I also tried using optimize_for_inference
but unfortunately, it fails with following error:
[milinddeore#P028: ~/tf/tensorflow ] bazel-bin/tensorflow/python/tools/optimize_for_inference --input=/Users/milinddeore/tf_files_nm/retrained_graph.pb --output=/Users/milinddeore/tf/tensorflow/tensorflow/examples/android/assets/tf_ul_stripped_graph.pb --input_names=DecodeJpeg/content —-output_names=final_result
Traceback (most recent call last):
File "/Users/milinddeore/tf/tensorflow/bazel-bin/tensorflow/python/tools/optimize_for_inference.runfiles/org_tensorflow/tensorflow/python/tools/optimize_for_inference.py", line 141, in <module>
app.run(main=main, argv=[sys.argv[0]] + unparsed)
File "/Users/milinddeore/tf/tensorflow/bazel-bin/tensorflow/python/tools/optimize_for_inference.runfiles/org_tensorflow/tensorflow/python/platform/app.py", line 44, in run
_sys.exit(main(_sys.argv[:1] + flags_passthrough))
File "/Users/milinddeore/tf/tensorflow/bazel-bin/tensorflow/python/tools/optimize_for_inference.runfiles/org_tensorflow/tensorflow/python/tools/optimize_for_inference.py", line 90, in main
FLAGS.output_names.split(","), FLAGS.placeholder_type_enum)
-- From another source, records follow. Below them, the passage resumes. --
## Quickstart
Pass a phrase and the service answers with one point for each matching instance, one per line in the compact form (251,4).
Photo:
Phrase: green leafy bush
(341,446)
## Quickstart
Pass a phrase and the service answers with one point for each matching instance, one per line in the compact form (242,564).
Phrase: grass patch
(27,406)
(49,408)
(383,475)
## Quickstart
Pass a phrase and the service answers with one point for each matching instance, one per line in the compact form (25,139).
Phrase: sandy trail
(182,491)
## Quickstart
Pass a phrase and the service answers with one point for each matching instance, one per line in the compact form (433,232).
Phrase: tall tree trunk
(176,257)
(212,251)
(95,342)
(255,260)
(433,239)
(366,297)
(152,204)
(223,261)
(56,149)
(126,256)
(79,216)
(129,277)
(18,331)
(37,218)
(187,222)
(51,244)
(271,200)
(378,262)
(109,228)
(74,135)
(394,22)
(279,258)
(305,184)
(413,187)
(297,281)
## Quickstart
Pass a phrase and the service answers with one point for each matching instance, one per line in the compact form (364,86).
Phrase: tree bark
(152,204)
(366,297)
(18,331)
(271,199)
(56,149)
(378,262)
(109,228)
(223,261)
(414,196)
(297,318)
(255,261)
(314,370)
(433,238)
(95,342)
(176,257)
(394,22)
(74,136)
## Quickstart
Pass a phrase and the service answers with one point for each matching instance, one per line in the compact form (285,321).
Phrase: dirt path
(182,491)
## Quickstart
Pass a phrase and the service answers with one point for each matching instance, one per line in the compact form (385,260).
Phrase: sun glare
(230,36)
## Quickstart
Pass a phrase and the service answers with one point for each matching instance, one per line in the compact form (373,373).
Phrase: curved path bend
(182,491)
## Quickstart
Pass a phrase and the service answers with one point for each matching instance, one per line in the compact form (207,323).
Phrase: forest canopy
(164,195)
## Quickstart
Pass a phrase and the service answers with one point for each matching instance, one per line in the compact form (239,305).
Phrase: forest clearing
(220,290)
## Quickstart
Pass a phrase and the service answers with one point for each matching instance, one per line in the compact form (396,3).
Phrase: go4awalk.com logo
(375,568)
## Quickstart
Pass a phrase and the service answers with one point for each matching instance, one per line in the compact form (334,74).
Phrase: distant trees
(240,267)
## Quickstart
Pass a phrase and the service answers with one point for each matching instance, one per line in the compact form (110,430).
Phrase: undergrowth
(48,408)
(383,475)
File "/Users/milinddeore/tf/tensorflow/bazel-bin/tensorflow/python/tools/optimize_for_inference.runfiles/org_tensorflow/tensorflow/python/tools/optimize_for_inference_lib.py", line 91, in optimize_for_inference
placeholder_type_enum)
File "/Users/milinddeore/tf/tensorflow/bazel-bin/tensorflow/python/tools/optimize_for_inference.runfiles/org_tensorflow/tensorflow/python/tools/strip_unused_lib.py", line 71, in strip_unused
output_node_names)
File "/Users/milinddeore/tf/tensorflow/bazel-bin/tensorflow/python/tools/optimize_for_inference.runfiles/org_tensorflow/tensorflow/python/framework/graph_util_impl.py", line 141, in extract_sub_graph
assert d in name_to_node_map, "%s is not in graph" % d
AssertionError: is not in graph
I suspect that this problem is due to the android not being parse DecodeJpeg, but please correct me if i am wrong.
What other attempted solutions have you tried?
Yes, I the above script and it gives me quite high accuracy result.
Well, the reason for bad accuracy is following:
I ran this example code on Lenovo Vibe K5 mobile (This has SanpDragon 415), this wasn't compiled for hexagon DSP, even through the DSP on 415 is very old as compared to 835 (Hexagon DSP 682), in fact i am not quite sure if the Hexagon SDK will work with 415 or not, i haven't tried this though. This means the example was running on CPU to first detect motion and later classify them and hence the poor performance.
Slow FPS, will capture the images very slowly and hence moving objects will be really difficult.
So if you have bad image, there are very strong chances that the prediction will also be bad.
Camera capture and classification is taking long time, due to latency its not quite real-time.